I hope it was a positive experience for my nephew.  It was the second time we'd ever done that together (the first time was years ago, for a series Steven Soderbergh made for HBO, and my nephew was about nine then), and we'll see if he wants me to sign him up to do it again.

Words Today: 236
Words In November: 9720

*They did use my car, though, which in L.A. would've paid extra.

**It never occurred to me that I could have just taken off and driven around, gotten some food or something, or simply gone to sleep in the car (which is way more comfortable than trying to sleep on an unwiped school cafeteria table); I just hung around to make sure the boy was fine, which was the more responsible choice anyway.
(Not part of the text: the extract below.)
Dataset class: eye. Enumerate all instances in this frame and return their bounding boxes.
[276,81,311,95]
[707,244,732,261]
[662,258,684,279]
***Sadly, at the end of the day, those who went to school there were told that they had simply been all-day volunteers, and would not be paid, whereas only those who had signed up through a casting agent were doing it for money, like us.  I really felt for them, most of which had shown up just for fun, then heard we were being paid, and were greatly disappointed to find out it didn't include them.

****In the story I wrote for my uncle the other week ("Here With My Childhood Friend"), I had reference to a sound being like nails on a chalkboard to Alicia, the little girl in the story.  But it occurred to me that there's no way a kid (even if she's, technically, sixteen or so in the story) would know what a chalkboard is outside of movies.  It's as archaic a device as a telegraph was in my youth.  So I added "in a cartoon" to the description.  This was like that, only the opposite.

*****In my many years' experience, the project with the most repeated takes was doing the movie ZODIAC with David Fincher, and the one with the fewest was that day in 2006 at the L.A. airport working on a South Korean movie (those guys really knew efficiency).

1 comment:

Big Anklevich said...

If it makes you feel any better (or worse I suppose is just as likely) I've also never heard of "Only Murders In The Building." Wait, I take it back, it's that show with Martin and Short and the chick from Waverly Place. I've seen a commercial or two, but had no idea that terrible title was the title of the show.

Also, what kind of monster throws out the pink Starbursts? Did all of those kid have the last name Addams or something? Maybe they weren't regular Starbursts, but rather one of the many alternative versions like Sour or Berry or something else. That might explain it.